5. Practical Taxonomy of Multi-Hop Failure Modes

  • Retrieval Ceiling Failure: Semantic similarity retrieval fails to capture the logical relevance of passages whose importance is conditional on an unresolved prior step. Primarily structural rather than easily fixed by ordinary retriever tuning alone.[1]
  • Lost-in-Retrieval: The omission of key entities in a decomposed sub-question fails to retrieve required intermediate evidence, disrupting the reasoning chain.[2]
  • Decomposition Drift: Generated sub-questions deviate from the reasoning coherence of the original query, producing an inaccurate decomposition chain.[2][3]
  • Error Propagation: An incorrect intermediate result becomes a premise for the next step. The chain cascades early mistakes, invalidating the final synthesis rather than absorbing them.[3]
  • Reasoning Bottleneck: The correct evidence is retrieved but the model fails to reason over it correctly. The majority of multi-hop errors fall here.[5]
  • Hop-Depth Degradation: Error rates rise with Reasoning Depth (hop count), independent of semantic similarity difficulty.[4]

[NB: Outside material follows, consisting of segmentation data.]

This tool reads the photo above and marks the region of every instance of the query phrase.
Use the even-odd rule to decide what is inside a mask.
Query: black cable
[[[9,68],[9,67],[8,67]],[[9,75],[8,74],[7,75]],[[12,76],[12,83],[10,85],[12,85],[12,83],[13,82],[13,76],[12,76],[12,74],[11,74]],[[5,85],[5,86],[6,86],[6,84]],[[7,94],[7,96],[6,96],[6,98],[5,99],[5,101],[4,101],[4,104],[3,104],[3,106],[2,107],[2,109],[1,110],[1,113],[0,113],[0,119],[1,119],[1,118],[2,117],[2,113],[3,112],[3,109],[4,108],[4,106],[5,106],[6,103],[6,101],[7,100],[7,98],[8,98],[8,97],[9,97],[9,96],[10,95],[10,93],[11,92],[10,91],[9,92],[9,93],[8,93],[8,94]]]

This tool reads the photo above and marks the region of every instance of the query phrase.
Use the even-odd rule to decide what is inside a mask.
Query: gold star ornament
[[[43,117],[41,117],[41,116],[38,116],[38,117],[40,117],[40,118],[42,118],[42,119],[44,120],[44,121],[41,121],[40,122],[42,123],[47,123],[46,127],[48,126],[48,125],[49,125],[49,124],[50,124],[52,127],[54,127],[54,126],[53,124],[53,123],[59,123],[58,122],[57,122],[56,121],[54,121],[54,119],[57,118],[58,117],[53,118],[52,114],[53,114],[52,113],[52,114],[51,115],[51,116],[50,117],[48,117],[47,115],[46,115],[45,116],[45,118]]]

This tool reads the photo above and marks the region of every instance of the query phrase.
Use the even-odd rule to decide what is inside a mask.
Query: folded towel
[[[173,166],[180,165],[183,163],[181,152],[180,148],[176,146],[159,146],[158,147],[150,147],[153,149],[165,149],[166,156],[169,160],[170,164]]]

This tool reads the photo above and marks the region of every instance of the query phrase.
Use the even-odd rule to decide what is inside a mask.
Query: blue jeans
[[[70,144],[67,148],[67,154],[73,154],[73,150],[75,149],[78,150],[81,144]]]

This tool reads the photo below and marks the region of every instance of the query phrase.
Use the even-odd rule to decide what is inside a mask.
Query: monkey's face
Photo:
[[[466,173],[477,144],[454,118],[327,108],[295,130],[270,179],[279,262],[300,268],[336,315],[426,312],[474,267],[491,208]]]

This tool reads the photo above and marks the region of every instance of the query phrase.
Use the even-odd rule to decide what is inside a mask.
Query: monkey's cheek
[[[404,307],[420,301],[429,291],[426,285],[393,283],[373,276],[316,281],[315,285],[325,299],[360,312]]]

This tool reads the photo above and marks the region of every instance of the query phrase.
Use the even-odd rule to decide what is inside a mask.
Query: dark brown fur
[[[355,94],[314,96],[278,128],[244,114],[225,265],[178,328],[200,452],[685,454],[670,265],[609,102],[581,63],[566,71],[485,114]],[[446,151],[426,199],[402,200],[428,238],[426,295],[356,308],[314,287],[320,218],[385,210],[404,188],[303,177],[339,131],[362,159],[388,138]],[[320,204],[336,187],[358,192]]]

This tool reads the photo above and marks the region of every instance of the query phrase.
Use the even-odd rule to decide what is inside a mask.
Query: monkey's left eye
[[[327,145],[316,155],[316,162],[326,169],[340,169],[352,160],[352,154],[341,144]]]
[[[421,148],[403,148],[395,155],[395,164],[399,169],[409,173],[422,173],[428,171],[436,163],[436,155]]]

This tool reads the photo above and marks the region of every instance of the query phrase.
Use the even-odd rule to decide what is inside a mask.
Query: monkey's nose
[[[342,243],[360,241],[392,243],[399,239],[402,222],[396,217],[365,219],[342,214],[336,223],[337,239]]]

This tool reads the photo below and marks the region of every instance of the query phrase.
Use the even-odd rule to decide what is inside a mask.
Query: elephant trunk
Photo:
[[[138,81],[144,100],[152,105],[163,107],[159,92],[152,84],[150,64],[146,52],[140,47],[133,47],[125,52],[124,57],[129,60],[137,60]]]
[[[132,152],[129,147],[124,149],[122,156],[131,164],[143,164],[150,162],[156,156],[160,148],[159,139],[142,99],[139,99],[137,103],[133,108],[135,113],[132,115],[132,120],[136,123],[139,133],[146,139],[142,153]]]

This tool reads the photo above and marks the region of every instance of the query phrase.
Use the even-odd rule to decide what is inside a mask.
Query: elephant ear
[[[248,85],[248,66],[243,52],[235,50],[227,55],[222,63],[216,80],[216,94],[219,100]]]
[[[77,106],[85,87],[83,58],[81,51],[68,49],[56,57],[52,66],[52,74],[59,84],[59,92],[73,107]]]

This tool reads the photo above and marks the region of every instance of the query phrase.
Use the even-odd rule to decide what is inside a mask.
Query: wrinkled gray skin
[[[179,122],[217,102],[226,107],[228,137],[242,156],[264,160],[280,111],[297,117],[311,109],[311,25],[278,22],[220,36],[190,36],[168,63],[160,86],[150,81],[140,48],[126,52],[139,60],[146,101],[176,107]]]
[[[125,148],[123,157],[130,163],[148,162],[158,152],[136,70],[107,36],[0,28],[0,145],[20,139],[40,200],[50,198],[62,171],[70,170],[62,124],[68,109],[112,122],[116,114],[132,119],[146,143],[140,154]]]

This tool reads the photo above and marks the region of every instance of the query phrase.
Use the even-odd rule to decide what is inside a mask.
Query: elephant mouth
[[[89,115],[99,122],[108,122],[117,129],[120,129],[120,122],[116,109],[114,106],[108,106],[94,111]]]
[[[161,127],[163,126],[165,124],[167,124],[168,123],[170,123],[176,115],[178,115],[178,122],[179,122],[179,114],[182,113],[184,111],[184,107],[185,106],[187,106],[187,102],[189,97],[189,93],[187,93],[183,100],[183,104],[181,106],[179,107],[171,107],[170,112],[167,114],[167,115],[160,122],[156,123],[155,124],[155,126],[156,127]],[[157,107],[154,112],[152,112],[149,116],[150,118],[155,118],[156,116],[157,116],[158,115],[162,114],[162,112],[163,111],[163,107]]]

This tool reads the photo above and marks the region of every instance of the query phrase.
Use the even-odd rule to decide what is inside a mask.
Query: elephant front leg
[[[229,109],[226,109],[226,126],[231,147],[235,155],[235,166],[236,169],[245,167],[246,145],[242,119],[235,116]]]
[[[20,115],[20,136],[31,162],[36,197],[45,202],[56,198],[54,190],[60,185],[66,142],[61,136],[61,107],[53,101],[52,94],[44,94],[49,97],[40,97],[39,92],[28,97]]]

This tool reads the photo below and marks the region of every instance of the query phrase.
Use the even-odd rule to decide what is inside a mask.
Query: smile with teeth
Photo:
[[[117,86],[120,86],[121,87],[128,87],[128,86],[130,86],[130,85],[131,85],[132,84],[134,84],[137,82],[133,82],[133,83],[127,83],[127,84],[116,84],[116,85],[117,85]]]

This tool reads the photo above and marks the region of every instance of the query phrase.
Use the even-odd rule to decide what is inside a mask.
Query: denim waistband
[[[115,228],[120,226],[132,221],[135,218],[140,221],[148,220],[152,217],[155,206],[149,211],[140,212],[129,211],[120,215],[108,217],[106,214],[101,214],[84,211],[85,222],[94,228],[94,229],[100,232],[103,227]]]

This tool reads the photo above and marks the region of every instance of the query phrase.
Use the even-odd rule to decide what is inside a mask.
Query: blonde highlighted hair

6. Implications for AI System Design

  • Do not diagnose multi-hop failure as a retrieval problem: The majority of errors occur when the correct evidence is already retrieved. Improving retrieval alone will not resolve multi-hop failure.[5]
  • Treat query decomposition as a first-class failure point: Decomposition quality determines every downstream retrieval step. It must be evaluated independently of final answer accuracy.[2][3]
  • Require step-level evaluation, not answer-level accuracy: Answer-level metrics mask where in the chain failures occur. Distinguishing decomposition, retrieval, and reasoning failures requires step-level attribution.[3][4]
  • Calibrate accuracy expectations to hop depth: Error rates grow consistently with hop count. Accuracy thresholds designed for single-hop queries do not transfer to deep reasoning chains.[4]
  • Treat semantic distance as a distinct risk axis: Failure increases with both hop count and semantic distance. Both must be characterized for a given query distribution.[4]

7. Open Questions

  • Decomposition evaluation: How can the quality of query decomposition be measured independently of final answer accuracy to enable early detection of decomposition drift before it propagates through the chain?
  • Logical relevance retrieval: What retrieval representations would capture conditional relevance rather than semantic similarity to the original query?
  • Reasoning vs retrieval diagnosis: Given that most multi-hop errors are reasoning failures, what inference-time signals distinguish a reasoning failure from a retrieval failure to enable targeted intervention at the correct layer?
  • Hop-depth threshold: Is there an empirical hop-depth beyond which current RAG architectures fail systematically, regardless of retrieval quality or model capability?
  • Chain-aware retrieval: Can retrieval be conditioned on the full chain state (not just the current sub-question) so that each step accounts for what has already been established in prior steps?
  • Intermediate answer verification: Can intermediate conclusions be verified against retrieved evidence before becoming premises for the next step, preventing error propagation at its origin rather than detecting it at the output?
  • Decomposition-retrieval co-optimization: Can sub-question generation be made jointly aware of retrieval system constraints to produce sub-questions that are both logically correct and retrievable?